Almost two years after Malawians last heard of the interest capping discourse, debate on the matter resurfaced in Parliament Thursday when Mangochi South West Member of Parliament Shadreck Namalomba moved a motion proposing the drafting of a bill to cap interest on bad loans.
However, Speaker of the National Assembly Catherine Gotani Hara blocked the tabling of the motion on technicalities, saying Namalomba did not follow procedures when coming up with the motion.
With Parliament rising today after five weeks of deliberations during the Budget Meeting of Parliament, Namalomba said he would follow protocol and bring the motion back to the august House when it reconvenes around May.
“That having observed that exorbitant interest rates on loans obtained from banks and other lending institutions have resulted in failure by most citizens of the Republic of Malawi to service the loans and in some cases forfeiture of property, this House resolves that a Private Member’s Bill that prohibits all commercial banks and all finance lending institutions from recovering more than 100 percent of the principal loaned amount be drafted and introduced in the House for consideration,” the motion reads.
During the 2014/19 cohort of Parliament, a similar piece of legislation was moved by the then Dowa West legislator Alexander Kusamba Dzonzi, which led to the drafting of a bill but did not yield the desired results as the House was dissolved before the bill was tabled in Parliament.
But, briefing reporters yesterday, Namalomba said the piece of legislation he is pushing for is a bit different from the earlier one, in that the current one is advocating capping interest on bad loans and not capping interest rates in general.
He said he was pushing for the crafting of the In-duplum Law, which is applicable in countries such as South Africa and helps cushion borrowers from powerful financial institutions.
Addressing a Monetary Policy Conference in Mangochi, the then Bankers Association of Malawi (Bam) president Paul Guta said the capping of interest rate was not the solution for reducing interest rates in the country.

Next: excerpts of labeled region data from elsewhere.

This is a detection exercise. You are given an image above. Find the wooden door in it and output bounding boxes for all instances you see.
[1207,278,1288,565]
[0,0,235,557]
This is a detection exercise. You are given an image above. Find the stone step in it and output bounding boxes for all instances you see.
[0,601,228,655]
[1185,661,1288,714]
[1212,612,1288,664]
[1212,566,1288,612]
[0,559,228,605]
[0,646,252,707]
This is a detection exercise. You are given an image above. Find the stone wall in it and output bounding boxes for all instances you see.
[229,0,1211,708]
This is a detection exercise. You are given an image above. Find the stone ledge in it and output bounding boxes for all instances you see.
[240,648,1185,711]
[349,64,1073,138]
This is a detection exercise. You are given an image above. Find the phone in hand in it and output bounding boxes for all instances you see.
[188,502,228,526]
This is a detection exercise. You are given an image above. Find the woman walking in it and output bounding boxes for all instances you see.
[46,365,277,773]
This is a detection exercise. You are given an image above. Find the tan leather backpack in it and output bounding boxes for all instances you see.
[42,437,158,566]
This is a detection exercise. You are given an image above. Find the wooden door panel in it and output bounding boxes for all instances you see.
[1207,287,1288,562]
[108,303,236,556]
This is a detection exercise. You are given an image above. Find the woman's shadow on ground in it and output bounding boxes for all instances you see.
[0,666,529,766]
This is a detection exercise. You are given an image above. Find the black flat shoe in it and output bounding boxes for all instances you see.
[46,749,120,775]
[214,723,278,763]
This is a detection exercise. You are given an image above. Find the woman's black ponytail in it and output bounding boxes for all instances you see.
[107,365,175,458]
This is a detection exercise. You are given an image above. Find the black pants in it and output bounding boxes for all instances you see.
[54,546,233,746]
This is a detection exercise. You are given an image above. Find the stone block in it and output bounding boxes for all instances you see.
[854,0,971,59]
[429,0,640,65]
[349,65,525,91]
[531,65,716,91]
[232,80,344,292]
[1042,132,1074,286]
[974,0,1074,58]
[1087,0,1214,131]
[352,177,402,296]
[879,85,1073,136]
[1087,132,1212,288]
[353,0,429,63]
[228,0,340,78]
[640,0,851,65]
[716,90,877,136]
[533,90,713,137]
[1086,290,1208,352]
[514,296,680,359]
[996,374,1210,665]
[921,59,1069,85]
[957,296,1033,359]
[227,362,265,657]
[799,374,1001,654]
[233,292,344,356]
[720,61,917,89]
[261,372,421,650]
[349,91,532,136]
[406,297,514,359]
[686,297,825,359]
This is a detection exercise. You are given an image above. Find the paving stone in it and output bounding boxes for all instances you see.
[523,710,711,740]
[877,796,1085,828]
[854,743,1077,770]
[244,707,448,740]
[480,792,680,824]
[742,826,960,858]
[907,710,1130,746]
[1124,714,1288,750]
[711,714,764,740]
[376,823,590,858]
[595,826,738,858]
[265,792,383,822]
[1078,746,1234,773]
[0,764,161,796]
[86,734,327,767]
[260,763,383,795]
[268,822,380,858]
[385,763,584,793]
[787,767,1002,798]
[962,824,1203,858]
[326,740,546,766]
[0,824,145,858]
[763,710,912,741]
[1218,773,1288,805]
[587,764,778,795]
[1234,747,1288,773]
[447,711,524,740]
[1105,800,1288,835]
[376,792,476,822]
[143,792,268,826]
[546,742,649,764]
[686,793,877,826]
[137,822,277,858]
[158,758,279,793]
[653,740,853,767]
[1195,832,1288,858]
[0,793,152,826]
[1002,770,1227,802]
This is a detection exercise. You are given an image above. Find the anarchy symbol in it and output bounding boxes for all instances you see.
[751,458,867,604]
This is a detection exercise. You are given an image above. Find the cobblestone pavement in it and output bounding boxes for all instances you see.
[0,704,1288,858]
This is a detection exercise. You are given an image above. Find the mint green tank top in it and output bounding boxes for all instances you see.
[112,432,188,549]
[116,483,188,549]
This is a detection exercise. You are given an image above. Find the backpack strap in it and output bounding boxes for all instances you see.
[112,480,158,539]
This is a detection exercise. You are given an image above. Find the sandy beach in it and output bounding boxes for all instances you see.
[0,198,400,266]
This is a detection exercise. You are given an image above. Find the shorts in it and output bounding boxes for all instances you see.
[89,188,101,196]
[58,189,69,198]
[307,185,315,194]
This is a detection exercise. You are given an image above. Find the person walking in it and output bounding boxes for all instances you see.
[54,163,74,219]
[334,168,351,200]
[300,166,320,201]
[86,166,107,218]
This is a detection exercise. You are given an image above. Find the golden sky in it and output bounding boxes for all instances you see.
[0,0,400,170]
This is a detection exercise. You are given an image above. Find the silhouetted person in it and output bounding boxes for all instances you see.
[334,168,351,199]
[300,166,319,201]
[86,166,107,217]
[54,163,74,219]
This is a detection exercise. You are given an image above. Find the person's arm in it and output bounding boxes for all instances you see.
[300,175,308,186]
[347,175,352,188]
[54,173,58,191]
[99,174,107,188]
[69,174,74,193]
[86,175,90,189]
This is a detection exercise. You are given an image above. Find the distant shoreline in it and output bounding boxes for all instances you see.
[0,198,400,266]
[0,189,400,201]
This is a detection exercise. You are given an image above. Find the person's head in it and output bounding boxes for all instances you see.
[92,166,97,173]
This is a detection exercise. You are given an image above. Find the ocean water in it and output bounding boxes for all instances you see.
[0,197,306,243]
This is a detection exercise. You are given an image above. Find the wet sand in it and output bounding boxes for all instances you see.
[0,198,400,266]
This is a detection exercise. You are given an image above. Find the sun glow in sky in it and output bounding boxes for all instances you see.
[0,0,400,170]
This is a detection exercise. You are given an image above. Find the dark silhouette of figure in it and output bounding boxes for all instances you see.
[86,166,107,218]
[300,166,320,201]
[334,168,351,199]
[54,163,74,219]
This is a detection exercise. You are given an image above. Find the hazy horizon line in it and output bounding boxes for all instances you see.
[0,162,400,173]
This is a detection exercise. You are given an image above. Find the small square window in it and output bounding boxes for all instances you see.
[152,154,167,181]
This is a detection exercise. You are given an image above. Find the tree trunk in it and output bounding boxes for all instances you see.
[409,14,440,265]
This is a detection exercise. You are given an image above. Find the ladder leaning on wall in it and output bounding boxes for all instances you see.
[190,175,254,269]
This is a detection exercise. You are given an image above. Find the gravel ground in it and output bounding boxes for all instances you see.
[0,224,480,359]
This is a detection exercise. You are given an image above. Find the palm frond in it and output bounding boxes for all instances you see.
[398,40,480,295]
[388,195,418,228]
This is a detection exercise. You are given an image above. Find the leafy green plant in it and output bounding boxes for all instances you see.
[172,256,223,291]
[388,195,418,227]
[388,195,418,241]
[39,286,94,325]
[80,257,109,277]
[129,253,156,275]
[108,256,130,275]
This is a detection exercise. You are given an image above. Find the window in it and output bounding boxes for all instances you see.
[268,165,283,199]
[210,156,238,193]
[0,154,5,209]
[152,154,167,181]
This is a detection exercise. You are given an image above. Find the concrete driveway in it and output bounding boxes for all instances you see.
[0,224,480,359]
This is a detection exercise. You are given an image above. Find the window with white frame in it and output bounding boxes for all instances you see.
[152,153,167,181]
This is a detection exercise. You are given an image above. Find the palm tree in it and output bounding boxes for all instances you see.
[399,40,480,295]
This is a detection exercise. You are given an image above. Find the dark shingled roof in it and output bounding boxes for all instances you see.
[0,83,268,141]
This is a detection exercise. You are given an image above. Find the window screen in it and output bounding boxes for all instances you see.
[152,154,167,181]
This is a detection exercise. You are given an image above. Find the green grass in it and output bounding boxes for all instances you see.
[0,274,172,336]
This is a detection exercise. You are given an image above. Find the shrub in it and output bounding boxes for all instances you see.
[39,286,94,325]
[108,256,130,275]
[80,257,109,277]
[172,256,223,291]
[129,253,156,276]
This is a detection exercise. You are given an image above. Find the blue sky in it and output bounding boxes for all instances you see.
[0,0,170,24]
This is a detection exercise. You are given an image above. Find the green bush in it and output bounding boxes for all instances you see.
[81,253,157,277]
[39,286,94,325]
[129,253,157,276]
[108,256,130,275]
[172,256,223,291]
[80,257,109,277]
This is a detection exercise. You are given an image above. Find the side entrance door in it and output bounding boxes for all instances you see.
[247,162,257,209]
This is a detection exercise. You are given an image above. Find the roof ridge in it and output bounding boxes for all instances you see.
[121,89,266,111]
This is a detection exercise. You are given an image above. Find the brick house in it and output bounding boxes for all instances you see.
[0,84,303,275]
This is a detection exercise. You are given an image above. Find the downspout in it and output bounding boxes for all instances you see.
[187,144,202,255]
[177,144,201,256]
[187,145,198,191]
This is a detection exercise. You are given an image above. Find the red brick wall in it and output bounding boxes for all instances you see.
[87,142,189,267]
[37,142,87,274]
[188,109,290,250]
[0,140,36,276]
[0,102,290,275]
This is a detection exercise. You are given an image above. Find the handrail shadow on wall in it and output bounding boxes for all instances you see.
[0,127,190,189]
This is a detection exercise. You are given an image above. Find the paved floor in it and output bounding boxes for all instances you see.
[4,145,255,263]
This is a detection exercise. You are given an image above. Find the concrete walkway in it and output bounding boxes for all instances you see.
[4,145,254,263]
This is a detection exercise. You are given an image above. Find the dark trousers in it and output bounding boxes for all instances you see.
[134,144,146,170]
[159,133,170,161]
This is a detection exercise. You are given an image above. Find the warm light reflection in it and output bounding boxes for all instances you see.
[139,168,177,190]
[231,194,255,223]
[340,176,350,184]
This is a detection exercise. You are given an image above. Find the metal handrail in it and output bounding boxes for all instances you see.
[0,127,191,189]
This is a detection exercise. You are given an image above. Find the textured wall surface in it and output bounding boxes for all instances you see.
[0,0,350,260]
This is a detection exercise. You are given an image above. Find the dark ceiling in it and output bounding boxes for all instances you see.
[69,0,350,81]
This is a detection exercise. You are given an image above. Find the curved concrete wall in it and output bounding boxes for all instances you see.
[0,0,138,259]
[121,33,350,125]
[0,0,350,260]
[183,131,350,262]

“We agree with everybody that says interest rates are high and that’s true. But I think the real issue becomes what do we do about it? The questions then become do you force it into the market or you work for it to do the right things to have the right outcome,” he said.
Former Reserve Bank of Malawi governor Dalitso Kabambe said, at the conference, that interest rate cap was not a new phenomenon in Malawi.
He is on record to have said that, until 1987, the central bank was setting a cap on interest rates, commercial banks were respecting such an arrangement and instruments were being put in place to enforce it.
He, however, said RBM stopped capping interest rates in 1988, allowing commercial banks to set their own rates.